ECONOMYGermany in Recession, Switzerland Reassures on Inflation, Hungary Cuts Rates Again

Germany has once again reported a downturn in its economy for the fourth quarter in a row. Switzerland has provided reassurances regarding inflation growth while Hungary has cut interest rates for the fourth consecutive meeting.

Continuing Recession in Germany

Recent data suggests that the economic situation in Germany, our western neighbor, continues to be unimpressive. Preliminary GDP change data for the fourth quarter showed a decrease of 0.4%. This is, therefore, the fourth consecutive downturn, which suggests an overall decline in GDP over the year. This data aligns with analysts’ expectations.

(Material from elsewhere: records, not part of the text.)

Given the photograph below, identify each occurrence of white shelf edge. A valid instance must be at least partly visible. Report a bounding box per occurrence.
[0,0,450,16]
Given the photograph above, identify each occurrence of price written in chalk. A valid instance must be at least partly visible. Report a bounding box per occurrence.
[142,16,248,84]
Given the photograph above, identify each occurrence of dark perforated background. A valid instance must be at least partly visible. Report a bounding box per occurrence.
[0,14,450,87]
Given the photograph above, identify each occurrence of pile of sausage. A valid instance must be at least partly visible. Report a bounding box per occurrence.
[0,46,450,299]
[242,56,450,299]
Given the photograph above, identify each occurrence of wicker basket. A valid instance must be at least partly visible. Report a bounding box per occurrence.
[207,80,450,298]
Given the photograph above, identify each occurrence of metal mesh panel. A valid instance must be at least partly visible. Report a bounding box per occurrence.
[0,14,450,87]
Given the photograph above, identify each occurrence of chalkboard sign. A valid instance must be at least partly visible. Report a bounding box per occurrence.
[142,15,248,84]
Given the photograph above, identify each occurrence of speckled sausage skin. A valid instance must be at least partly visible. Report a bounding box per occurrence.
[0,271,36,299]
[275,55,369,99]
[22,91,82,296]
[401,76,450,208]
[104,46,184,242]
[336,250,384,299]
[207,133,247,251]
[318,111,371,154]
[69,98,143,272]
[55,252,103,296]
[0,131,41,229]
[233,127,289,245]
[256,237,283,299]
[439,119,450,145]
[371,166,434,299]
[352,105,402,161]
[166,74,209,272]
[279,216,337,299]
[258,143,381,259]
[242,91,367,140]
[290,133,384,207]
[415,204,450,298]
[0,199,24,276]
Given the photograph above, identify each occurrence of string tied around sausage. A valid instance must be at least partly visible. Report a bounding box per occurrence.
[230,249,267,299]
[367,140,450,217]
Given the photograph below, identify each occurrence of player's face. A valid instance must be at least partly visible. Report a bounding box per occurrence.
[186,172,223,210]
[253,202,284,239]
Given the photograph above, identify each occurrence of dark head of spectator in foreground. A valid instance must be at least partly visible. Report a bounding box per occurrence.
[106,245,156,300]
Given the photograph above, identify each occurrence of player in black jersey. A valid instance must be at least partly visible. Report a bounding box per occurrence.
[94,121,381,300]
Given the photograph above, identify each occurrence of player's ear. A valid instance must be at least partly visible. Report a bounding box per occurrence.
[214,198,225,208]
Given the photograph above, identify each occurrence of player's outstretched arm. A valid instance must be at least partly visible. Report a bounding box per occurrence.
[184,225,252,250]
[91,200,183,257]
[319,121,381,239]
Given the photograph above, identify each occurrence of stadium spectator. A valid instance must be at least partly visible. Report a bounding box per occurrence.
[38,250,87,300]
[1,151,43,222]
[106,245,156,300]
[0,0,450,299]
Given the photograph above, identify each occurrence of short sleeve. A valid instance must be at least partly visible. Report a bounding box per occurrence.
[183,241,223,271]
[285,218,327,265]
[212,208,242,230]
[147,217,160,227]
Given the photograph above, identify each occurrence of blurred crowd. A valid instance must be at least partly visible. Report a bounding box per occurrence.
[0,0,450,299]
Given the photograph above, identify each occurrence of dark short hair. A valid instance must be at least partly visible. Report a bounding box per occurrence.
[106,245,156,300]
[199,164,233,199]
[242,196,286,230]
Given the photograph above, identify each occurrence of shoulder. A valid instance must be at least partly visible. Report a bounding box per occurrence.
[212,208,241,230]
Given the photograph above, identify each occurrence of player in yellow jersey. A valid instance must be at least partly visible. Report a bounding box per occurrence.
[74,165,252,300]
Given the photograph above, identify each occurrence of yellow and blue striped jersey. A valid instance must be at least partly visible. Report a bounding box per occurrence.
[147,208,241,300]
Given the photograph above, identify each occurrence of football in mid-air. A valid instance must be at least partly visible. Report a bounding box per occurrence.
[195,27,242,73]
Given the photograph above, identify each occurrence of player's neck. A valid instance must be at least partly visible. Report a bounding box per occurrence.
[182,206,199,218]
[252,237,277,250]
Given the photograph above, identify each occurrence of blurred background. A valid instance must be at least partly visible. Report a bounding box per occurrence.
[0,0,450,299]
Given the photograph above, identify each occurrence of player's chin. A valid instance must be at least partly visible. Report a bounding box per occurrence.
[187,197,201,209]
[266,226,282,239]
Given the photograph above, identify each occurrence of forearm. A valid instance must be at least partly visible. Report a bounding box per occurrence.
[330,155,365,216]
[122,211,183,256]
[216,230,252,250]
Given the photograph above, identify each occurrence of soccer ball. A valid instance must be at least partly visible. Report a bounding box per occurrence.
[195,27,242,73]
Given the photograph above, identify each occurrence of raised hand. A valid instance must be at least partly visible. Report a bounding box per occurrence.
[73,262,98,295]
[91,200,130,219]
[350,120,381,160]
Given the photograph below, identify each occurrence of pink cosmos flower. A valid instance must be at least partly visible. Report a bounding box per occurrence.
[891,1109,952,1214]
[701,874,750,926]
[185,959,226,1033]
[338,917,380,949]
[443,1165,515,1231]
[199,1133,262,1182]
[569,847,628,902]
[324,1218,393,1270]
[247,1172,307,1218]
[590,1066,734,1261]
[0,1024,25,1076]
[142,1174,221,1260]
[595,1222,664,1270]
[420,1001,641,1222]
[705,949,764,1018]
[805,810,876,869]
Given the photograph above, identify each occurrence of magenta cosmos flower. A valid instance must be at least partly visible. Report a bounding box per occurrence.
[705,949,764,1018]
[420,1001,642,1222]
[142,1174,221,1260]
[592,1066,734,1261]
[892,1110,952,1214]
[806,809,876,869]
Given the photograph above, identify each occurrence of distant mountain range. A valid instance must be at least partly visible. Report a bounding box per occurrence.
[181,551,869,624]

The German economy is currently experiencing significant problems, although considering the reference point of the entire eurozone, this is not unusual. The entire eurozone ended the quarter with no change in GDP, and over the year we saw a symbolic increase of 0.1%. These data were even better than expected, though the discrepancy was just 0.1%, which did not lead to changes in the currency market.

Speech by the Head of SNB

Thomas Jordan, the head of the Swiss National Bank, yesterday calmed the markets. He admitted that inflation will increase in January, but it should not exceed 2%. According to the bank’s forecast, it should also be below 2% on average by the end of the year. Attention was also drawn to the increase in VAT and electricity costs as reasons behind the current upward swing. Like other Western Central Banks, Switzerland has stopped raising interest rates for several meetings, and the topic of reductions is slowly emerging. Throughout the entire cycle, during 5 increases, the main interest rate in this country grew from -0.75% to 1.75%.

Hungary Cuts Interest Rates

Budapest continues its series of interest rate cuts. Like the previous three decisions, the latest one was another reduction by 0.75%. The market expected faster cuts, up to 1%. However, looking at the rule of a monthly move of 0.75%, there is a certain consistency in the actions of the Central Bank. The current level of interest rates remains 10% and leaves room for many more rate cuts. It is worth noting that inflation has been falling faster than interest rates in recent months, which suggests we should expect a continuation of this trend.